Suspect either the air mixing flap motor or the re-circulate flap motor.
The fault can be a stuck flap, a faulty feedback sensor on the servo or I
have had a fault in the servo control amplifier on the air mixing flap
control.
The first should be fixable by removing the offending motor and gearbox from
the heater body and manually freeing the flap.
On my 405, the mixer flap motor is on the RHS footwell as you sit in the car
and the re-ciruclate motor  is in the LHS footwell.
The feedback sensor is in the gearbox and not a replaceable part. Replace
motor and gearbox.
Diagnosing a fault in the control amplifier needs expert electronic
knowledge and a module replacement is likely to be expensive. Hopefully this
is the least likely cause.

regards

Bob
Nigel - 26 Apr 2004 22:47 GMT
>John R wrote in message ...
>>Have read postings on this in the past, but can't remember the answers, or
[quoted text clipped - 28 lines]
>
>Bob

99% of the time it is a faulty recirc motor, and will require
replacing. A bit of a fiddly job (a couple of small screws hold it
in), and a dealer will probably charge an hour or so to do. It's up
behind the glovebox, and it's not absolutely necessary to remove the
glovebox to do it, but it does make life easier if it is out of the
way.
John Ricketts - 27 Apr 2004 09:04 GMT
Not sure I'm prepared to pay to get it fixed. Reckon I can live without it.
Which wire do I cut to shut the thing up?

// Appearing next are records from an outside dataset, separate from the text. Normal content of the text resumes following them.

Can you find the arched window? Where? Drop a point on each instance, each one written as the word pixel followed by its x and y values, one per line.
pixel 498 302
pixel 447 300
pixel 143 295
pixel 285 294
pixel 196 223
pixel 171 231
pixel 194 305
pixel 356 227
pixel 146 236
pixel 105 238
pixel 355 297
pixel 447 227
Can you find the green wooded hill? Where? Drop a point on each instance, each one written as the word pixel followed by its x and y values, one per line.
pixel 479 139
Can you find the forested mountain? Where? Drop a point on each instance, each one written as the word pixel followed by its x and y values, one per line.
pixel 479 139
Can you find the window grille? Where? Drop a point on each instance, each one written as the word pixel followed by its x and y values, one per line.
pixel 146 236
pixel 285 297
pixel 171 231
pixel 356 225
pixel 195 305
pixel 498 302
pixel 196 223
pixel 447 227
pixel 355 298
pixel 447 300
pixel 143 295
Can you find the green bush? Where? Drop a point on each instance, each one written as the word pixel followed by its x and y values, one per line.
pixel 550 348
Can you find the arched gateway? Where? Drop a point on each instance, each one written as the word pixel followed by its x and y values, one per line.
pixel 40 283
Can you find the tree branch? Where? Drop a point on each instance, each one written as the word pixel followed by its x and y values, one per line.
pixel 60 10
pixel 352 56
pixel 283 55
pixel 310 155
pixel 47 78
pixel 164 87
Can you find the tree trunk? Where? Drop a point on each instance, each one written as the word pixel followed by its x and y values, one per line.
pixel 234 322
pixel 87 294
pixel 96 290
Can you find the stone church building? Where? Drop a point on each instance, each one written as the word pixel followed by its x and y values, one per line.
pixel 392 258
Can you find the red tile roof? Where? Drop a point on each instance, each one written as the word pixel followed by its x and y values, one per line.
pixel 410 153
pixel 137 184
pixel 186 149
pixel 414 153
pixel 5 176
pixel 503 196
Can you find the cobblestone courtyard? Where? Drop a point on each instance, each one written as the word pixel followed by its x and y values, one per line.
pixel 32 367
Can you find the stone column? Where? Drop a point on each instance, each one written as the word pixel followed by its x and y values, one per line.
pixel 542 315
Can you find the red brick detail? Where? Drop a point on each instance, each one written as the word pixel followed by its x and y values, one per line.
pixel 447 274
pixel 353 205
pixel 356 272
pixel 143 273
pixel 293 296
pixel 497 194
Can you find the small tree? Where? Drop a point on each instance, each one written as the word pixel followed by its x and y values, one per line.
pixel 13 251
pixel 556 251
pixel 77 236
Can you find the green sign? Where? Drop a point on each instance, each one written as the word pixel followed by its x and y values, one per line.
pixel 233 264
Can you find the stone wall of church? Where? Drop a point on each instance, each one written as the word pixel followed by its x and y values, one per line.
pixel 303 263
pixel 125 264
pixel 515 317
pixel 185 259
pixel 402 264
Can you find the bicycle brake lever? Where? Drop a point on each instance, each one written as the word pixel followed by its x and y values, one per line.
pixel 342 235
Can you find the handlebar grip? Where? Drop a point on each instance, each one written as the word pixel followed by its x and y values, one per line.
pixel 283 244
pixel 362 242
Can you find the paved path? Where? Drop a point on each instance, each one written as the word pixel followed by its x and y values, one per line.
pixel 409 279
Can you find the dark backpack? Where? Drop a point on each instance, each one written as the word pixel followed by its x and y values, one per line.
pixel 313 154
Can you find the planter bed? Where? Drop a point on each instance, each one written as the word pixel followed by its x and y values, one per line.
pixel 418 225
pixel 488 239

> >John R wrote in message ...
> >>Have read postings on this in the past, but can't remember the answers, or
[quoted text clipped - 35 lines]
> glovebox to do it, but it does make life easier if it is out of the
> way.
Nigel - 27 Apr 2004 22:32 GMT
>Not sure I'm prepared to pay to get it fixed. Reckon I can live without it.
>Which wire do I cut to shut the thing up?

First make SURE that it is the recirc motor which is noisy. Then make
sure the flap to the outside is open. You can check this by lifting
the pollen filter. Then just disconnect the plug to the motor.